Raków zagrał osłabiony brakiem Frana Tudora, w ekipie przyjezdnych zabrakło Lukasa Podolskiego. W obu przypadkach powodem był nadmiar żółtych kartek. Trener zabrzan Jan Urban nie mógł też wystawić do gry kontuzjowanego obrońcy Erika Janży, a napastnika przyjezdnych Lukę Zahoviac z udziału w spotkaniu wykluczyła choroba.
W poprzedniej kolejce Górnik u siebie pokonał Radomiaka 3:2, a Raków w Poznaniu ograł Lecha 1:0.
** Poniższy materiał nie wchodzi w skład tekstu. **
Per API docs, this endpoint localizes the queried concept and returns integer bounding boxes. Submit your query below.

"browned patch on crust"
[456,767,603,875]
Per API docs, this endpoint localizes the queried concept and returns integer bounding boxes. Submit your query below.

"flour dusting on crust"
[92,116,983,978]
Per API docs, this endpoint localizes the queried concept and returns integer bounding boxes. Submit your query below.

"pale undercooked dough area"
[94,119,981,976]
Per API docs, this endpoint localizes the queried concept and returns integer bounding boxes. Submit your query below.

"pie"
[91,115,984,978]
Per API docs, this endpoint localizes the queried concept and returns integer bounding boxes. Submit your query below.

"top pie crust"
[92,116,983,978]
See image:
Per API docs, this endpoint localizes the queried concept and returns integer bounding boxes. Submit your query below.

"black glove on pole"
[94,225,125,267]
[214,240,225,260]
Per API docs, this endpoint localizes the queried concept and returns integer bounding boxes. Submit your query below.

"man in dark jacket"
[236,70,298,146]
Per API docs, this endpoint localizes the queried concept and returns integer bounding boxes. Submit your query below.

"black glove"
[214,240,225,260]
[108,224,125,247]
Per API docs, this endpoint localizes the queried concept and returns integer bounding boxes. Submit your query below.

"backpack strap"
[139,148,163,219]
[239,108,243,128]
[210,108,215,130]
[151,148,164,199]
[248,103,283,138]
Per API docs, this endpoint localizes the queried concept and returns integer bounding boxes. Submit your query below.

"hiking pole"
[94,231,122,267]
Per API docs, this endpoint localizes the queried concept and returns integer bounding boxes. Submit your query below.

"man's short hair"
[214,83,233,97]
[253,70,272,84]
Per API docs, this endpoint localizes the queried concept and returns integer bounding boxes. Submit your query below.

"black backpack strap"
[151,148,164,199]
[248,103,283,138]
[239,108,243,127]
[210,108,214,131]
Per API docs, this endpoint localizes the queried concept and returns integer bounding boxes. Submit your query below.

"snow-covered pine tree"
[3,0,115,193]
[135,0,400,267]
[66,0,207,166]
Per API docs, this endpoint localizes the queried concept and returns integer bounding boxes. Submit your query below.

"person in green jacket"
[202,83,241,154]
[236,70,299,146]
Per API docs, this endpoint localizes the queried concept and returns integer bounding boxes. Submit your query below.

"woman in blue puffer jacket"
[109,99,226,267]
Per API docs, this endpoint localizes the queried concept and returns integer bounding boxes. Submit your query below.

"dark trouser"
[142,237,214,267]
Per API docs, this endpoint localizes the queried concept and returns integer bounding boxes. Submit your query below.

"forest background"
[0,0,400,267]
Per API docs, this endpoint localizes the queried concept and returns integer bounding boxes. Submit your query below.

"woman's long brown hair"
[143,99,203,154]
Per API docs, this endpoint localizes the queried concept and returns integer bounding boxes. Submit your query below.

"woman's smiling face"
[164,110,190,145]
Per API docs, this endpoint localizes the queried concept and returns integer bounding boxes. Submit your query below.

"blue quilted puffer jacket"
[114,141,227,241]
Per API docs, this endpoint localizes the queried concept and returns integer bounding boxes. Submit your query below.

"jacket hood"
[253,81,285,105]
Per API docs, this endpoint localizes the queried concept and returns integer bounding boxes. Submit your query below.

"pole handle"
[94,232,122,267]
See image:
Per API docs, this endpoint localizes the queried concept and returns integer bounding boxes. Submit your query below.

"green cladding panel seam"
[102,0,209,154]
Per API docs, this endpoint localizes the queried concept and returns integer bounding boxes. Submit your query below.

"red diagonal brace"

Pierwsza część spotkania nie mogła porwać lekko zziębniętych kibiców zasiadających na trybunach. Oba zespoły głównie prowadziły atak pozycyjny, a akcje nie kończyły się groźnymi sytuacjami. W polu karnym Górnika zablokowany został w dobrej pozycji Erick Otieno, niecelne strzały na bramkę gości zaliczyli Jonatan Braut Brunes, Ivi Lopez i Zoran Arsenic.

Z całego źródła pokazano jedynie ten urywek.